While Chavez may have been correct in pointing out the corruption of the old politicians, he would continue many of its failed policies throughout his regime, amplifying their disastrous effects and implementing them in a tyrannical fashion.

Currency controls, expropriations, price controls, and the use of the state-owned oil company, PDVSA, to finance social spending programs were fixtures of Hugo Chavez’s socialist economic policy. The same vices of the past kept repeating, with the difference that Chavez was not a social democrat, he was a socialist Marxist.
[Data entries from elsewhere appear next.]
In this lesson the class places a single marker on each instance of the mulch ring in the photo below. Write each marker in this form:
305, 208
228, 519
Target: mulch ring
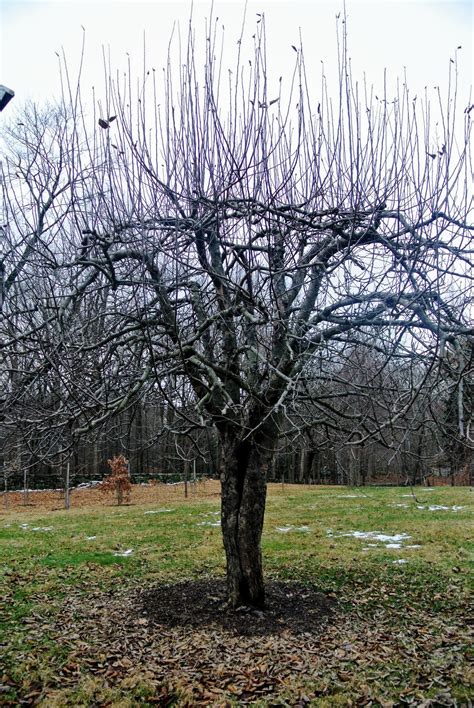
197, 604
179, 645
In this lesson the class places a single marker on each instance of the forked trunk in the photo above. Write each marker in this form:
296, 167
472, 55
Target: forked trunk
244, 486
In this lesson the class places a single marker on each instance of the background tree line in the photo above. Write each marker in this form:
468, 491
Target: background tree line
241, 274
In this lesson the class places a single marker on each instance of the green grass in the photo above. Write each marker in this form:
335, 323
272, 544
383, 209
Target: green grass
38, 570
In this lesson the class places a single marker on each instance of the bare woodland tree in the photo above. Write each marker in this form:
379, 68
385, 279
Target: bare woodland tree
243, 237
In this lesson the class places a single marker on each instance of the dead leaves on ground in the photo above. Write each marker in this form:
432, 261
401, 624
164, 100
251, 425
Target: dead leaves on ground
361, 656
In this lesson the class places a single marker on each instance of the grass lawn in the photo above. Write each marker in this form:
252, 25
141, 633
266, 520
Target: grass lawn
397, 569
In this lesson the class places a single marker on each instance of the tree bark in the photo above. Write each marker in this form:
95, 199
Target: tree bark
244, 466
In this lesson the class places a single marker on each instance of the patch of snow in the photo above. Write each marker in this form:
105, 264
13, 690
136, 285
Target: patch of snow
440, 507
377, 536
42, 528
285, 529
158, 511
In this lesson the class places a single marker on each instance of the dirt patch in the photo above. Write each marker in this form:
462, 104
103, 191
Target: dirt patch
202, 604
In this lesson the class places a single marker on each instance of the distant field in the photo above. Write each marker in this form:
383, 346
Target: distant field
395, 567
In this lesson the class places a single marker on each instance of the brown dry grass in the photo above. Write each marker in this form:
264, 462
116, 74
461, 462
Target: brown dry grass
93, 497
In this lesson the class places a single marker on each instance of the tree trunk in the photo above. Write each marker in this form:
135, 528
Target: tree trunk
243, 479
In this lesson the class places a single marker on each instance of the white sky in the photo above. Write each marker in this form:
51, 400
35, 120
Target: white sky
421, 35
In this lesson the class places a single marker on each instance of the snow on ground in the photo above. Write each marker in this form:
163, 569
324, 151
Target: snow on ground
42, 528
285, 529
439, 507
391, 541
158, 511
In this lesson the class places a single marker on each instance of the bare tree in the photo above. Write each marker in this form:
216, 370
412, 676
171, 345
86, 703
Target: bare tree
243, 233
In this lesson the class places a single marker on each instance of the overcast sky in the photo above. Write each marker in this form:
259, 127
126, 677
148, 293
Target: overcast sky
421, 35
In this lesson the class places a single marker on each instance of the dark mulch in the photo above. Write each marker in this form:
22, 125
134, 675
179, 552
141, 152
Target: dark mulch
202, 603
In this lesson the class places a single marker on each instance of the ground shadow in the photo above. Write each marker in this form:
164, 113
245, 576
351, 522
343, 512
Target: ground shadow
197, 604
In addition, Venezuelan political institutions were completely subjugated, media outlets were suppressed, and political activists were subject to numerous human rights violations under Chavez’s rule.

Fast forward to 2013, Chavez died of cancer; everyone was shocked because how repentine it was. I must say that I cried tears of joy, ‘’is finally over’’ I thought. How wrong I was.

Before his death, knowing he might not recover, he appointed Nicolas Maduro as his successor, and took a plane to treat his cancer in every communist’s favorite island: Cuba, where he died.

Presidential elections were scheduled for April 14th. Maduro surfing the wave of tears caused by the unexpected death of Chavez ‘’won’’ the elections with a narrow margin of 1.6%. The opposition demanded a recount and the National Electoral Council, controlled since 2005 by chavistas, said no because ‘’It would take too much work’’.

Chavistas were scared, and these results showed one thing: they have lost support of a important sector of the population, if they held another election they could lose. So they looked at one another and said ‘’well, we have two options: we could resign power to the opposition and risk being jailed for corruption and human right violations, or… we could become a full blown dictatorship like Cuba, we already control all government branches so it wouldn’t be that hard”.

Oil prices plummeted government can’t subsidize more food, and we came across the sad reality: there is no productive economic apparatus and we are importing 95% of the food we consume. Shortages first appeared in 2012 on products like chicken and milk but now they extended to all basic products.

In 2015 their fears were confirmed. The people had enough chavismo. The opposition gained the majority of the seats on the National Assembly, sufficient to call for a referendum to impeach Maduro. The Electoral National Council cancelled the referendum alleging ‘’fraud’’.

Chavismo’s days were numbered and they knew it.

Maduro quickly filled the Supreme Court with loyalists and in March of 2017 ordered them to strip the National Assembly of all its powers. Protests took place during six months and leaved hundreds of deaths, the majority of them were students that committed the crime of wanting a better future.

Maduro illegally called for an election to choose the members of a Constituent Assembly that will rewrite the constitution and has powers above of those of Maduro. The assembly was ‘’elected’’ and since the opposition did not participate in the election, it’s only filled with pro-government cronies.

We failed. Now Maduro has absolute control of all over the country at the cost of starving half of the population, the chances of him stepping down peacefully are very narrow. The majority of Venezuelans now vote with their feet, they just simply leave Venezuela.

TLDR; we elected a crazy lunatic as our president, he destroyed our economy in his pursuit of total power, but he gave a lot of free stuff so people kept voting him for 13 years. Lunatic died and left someone more corrupt than him. Now he has destroyed what little’s left of our country.

We are suffering the consequences of our bad choices.”